Molecular-Scale Templating to Regulate Active-Rich Closed-Pore Structures in Polycyclic Aromatic Hydrocarbon-Based Hard Carbon for High-Plateau-Capacity Sodium Storage

Hard carbon (HC) is considered as the most promising anode for sodium-ion batteries (SIBs), and the preparation of high-plateau-capacity HC anodes starting from porous carbon is an existing efficient strategy. However, the complex open-pore distributions in porous carbon hinder the understanding of how to create active-rich closed-pore structures (ACPs), and HC anodes based on polycyclic aromatic hydrocarbons still have lower plateau capacity.

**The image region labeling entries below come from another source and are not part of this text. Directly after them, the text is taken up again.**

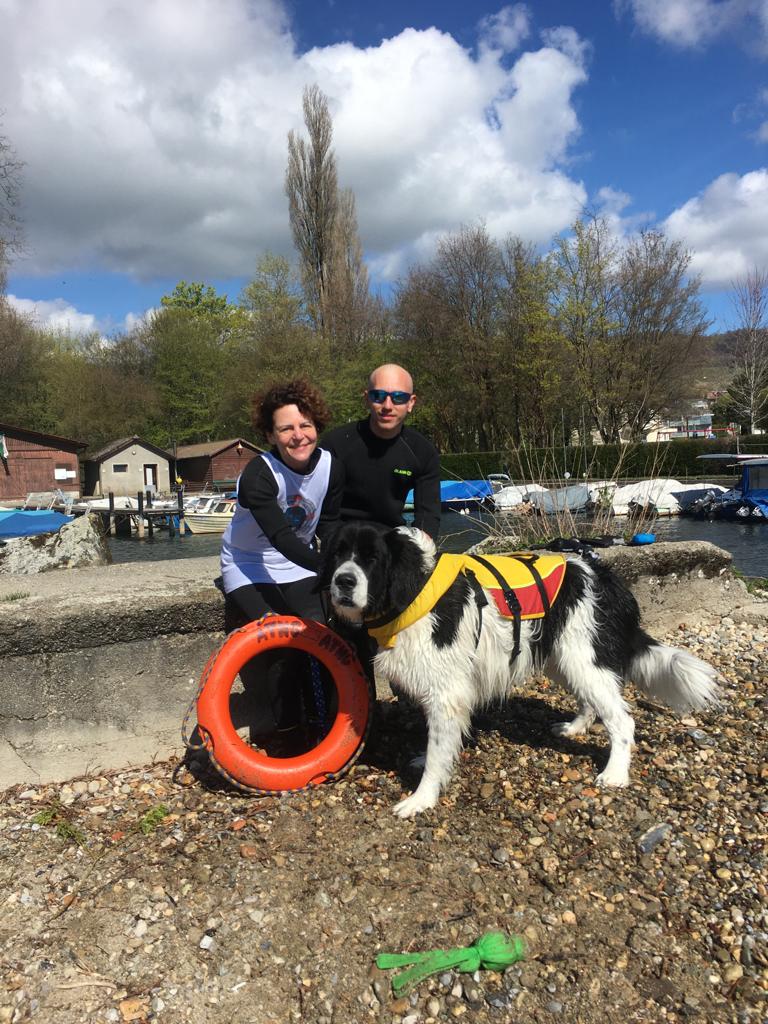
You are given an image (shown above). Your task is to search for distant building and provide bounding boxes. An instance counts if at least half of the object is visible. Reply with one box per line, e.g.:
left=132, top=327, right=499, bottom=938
left=85, top=436, right=173, bottom=498
left=645, top=399, right=715, bottom=442
left=0, top=423, right=88, bottom=501
left=176, top=437, right=263, bottom=490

Herein, the molecular-scale template, polyhedral oligomeric silsesquioxane (POSS), serves as the building block to generate richer closed-pore structures. These structures are formed by the conversion of open pores featuring small sizes and narrow distributions, inhibiting π–π interactions in POSS-modified anthracene-derived hard carbon (PAHC). This allows the optimized PAHC to exhibit excellent sodium storage (499 mA h g^–1) and a superhigh plateau capacity (392 mA h g^–1) representing 78.5% of the total capacity. Furthermore, the corrected closed-pore volumes resulting from the shrinkage of open pores smaller than 1.6 nm present the strongest linear relationship (R₂ = 0.90) with the plateau capacities of PAHC. These closed-pore structures are identified as ACPs. Capacity discharge curves demonstrate that the large-sized pores may promote sodium clusters to metallic sodium, producing inactive pore structures rather than ACPs.